Between 2022–2025, I specialized in post-acquisition integrations at Box — turning externally developed products into enterprise-grade, native Box experiences. My work began where most M&A activity ends: making Crooze, Alphamoon, and Cloud FastPath feel seamless for customers who expect Box-level reliability, security, and scale.
Day-zero enterprise launches (Crooze → Box Apps with pilot clients like Rain Bird), cutting adoption time from months to weeks.
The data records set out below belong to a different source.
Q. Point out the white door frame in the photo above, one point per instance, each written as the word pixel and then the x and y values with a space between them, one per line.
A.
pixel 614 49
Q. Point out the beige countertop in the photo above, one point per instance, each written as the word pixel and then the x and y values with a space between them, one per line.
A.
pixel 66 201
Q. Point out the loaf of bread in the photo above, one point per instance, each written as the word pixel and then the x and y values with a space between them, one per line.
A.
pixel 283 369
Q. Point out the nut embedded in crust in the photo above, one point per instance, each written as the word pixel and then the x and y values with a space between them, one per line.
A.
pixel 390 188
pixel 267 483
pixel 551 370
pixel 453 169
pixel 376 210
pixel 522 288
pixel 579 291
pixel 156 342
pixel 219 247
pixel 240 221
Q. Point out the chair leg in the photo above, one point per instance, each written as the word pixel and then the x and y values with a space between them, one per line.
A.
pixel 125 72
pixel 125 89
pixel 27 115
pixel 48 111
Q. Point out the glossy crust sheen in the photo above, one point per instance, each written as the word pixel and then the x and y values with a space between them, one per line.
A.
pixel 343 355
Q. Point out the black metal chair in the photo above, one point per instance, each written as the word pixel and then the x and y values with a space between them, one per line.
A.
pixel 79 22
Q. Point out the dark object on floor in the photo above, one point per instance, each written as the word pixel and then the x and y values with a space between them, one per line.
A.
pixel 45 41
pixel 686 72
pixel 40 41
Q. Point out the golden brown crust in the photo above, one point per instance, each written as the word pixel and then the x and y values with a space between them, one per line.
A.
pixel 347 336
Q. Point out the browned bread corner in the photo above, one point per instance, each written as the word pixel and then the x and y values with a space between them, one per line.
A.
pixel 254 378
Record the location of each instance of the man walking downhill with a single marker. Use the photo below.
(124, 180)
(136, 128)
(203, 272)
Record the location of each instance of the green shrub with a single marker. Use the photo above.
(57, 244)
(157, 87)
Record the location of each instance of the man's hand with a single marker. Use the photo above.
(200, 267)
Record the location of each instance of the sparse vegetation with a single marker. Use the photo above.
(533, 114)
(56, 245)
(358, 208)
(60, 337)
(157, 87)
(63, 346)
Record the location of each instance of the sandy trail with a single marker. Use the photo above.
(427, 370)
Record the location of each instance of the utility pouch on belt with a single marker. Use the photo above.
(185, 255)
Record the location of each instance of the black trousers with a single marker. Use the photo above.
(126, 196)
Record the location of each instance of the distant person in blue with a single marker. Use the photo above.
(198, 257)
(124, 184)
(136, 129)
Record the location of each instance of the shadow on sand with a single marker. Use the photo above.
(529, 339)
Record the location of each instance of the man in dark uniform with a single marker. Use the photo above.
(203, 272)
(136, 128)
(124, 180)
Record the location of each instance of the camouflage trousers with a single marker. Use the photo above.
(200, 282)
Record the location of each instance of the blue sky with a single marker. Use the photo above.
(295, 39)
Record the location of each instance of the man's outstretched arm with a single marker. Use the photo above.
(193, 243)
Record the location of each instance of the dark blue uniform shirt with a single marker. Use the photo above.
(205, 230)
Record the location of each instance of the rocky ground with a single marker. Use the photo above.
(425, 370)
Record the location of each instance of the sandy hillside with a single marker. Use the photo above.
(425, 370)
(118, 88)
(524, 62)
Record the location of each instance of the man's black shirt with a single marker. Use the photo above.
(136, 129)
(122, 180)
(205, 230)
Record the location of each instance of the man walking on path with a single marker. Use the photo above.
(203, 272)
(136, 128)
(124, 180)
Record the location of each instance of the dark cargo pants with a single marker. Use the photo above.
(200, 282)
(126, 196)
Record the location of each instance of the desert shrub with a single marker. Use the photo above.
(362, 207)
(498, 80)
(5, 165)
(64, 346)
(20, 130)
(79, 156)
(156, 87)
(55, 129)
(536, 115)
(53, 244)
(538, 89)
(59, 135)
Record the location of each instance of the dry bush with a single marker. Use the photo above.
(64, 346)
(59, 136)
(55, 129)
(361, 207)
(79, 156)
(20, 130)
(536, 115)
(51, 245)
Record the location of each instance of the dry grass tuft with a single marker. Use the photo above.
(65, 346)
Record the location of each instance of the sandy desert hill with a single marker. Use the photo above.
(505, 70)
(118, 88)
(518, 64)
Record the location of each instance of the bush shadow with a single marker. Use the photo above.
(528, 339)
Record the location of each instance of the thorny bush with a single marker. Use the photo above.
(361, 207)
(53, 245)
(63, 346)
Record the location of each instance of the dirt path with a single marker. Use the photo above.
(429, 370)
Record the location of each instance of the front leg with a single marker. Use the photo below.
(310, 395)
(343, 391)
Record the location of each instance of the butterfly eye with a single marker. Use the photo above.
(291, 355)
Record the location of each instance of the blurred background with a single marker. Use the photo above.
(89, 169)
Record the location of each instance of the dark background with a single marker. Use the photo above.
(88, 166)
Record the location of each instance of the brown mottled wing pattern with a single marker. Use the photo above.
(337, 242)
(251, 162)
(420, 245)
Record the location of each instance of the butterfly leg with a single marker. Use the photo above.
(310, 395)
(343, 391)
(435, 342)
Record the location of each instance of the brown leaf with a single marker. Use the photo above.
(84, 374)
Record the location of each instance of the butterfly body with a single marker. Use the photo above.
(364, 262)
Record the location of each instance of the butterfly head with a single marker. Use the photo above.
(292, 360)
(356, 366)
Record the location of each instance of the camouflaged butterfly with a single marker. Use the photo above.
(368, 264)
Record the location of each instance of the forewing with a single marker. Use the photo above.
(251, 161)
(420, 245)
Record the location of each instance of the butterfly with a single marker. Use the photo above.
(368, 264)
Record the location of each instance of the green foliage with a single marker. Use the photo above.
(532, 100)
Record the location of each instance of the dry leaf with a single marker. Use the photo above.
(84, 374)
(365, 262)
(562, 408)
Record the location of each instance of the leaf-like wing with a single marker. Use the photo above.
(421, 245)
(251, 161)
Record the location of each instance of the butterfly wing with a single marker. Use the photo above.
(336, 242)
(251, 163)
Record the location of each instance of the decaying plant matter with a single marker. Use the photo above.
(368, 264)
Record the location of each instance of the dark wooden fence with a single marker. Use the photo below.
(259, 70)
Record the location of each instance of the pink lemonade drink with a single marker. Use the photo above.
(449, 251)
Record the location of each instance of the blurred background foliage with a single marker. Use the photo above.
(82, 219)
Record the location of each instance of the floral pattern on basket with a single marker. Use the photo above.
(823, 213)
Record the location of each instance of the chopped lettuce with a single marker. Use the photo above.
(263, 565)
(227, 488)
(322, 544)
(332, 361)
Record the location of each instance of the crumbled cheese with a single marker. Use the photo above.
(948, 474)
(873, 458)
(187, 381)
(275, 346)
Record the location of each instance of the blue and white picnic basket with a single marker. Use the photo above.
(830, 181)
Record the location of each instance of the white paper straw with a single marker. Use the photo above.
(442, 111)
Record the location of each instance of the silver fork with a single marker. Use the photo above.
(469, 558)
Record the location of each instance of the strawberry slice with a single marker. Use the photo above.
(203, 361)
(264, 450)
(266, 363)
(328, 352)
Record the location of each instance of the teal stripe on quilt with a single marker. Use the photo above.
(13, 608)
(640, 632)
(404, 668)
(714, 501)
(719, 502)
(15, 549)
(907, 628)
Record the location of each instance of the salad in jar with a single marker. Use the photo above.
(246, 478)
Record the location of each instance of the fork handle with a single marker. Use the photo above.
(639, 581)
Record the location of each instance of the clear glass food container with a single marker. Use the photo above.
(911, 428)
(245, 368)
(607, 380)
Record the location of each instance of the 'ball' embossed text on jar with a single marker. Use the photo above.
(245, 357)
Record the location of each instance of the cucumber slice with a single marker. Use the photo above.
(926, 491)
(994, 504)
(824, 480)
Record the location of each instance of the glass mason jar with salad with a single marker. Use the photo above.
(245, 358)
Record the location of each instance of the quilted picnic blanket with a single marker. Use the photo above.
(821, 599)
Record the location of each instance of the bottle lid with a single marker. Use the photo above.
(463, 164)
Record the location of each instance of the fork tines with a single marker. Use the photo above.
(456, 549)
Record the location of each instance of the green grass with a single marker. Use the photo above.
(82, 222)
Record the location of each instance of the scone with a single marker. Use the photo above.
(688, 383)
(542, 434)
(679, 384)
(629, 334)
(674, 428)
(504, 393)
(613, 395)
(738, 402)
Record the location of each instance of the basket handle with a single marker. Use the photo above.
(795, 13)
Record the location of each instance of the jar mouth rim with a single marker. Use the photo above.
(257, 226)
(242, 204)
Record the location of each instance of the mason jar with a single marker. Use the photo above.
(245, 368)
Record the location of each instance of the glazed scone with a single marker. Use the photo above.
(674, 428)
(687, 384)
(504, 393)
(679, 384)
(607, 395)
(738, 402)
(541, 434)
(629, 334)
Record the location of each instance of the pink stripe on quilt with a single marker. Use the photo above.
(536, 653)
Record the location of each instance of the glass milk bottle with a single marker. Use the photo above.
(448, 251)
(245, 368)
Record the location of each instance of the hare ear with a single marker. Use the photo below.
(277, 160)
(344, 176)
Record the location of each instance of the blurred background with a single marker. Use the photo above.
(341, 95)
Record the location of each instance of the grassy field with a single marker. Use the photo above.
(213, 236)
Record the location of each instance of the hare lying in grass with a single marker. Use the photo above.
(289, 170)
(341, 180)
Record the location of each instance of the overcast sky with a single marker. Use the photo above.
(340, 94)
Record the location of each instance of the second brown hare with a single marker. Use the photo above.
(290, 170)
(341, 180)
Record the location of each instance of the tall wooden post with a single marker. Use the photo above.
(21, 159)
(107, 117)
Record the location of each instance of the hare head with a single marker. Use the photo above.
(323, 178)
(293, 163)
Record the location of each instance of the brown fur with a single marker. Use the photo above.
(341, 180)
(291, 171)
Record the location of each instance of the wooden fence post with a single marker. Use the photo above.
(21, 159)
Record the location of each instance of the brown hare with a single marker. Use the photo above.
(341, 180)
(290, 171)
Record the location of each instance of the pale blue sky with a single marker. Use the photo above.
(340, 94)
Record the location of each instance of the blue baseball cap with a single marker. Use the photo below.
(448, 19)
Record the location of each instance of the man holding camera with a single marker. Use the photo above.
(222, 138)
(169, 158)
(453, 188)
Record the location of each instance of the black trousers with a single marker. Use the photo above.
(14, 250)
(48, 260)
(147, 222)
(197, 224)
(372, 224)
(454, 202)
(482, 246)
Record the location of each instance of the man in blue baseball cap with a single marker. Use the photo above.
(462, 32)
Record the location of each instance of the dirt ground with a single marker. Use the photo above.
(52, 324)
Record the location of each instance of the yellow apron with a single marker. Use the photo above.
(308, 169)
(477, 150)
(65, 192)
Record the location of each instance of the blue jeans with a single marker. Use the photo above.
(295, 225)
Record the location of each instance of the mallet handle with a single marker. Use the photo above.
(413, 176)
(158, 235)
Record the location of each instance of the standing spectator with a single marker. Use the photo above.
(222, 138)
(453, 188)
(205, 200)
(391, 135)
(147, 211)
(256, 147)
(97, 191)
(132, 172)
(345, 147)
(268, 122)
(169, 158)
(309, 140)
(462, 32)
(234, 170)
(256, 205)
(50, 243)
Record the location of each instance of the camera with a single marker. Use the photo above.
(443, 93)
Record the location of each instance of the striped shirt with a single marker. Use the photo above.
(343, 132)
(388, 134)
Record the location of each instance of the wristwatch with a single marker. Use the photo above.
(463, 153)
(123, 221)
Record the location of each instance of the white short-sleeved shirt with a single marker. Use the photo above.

Reusable frameworks (user/admin split, metadata safeguards, content switcher) scaled across 3+ teams before formal standardization.
AI positioning at the C-suite level (Extract reframed under Relay, directly influencing Box’s automation strategy).
Enterprise migrations at scale
(Shuttle enabling 100s of TB/day, PB-level onboarding).
Collectively, these projects shaped Box’s Content Automation strategy and supported Enterprise Plus clients migrating petabytes of content, automating thousands of contracts, and embedding AI-driven workflows into mission-critical processes.

Crooze, a no-code content management builder, was acquired and transformed into Box Apps as part of a strategic initiative to turn unstructured enterprise data into structured, actionable information — the foundation for process automation and AI/LLM use cases.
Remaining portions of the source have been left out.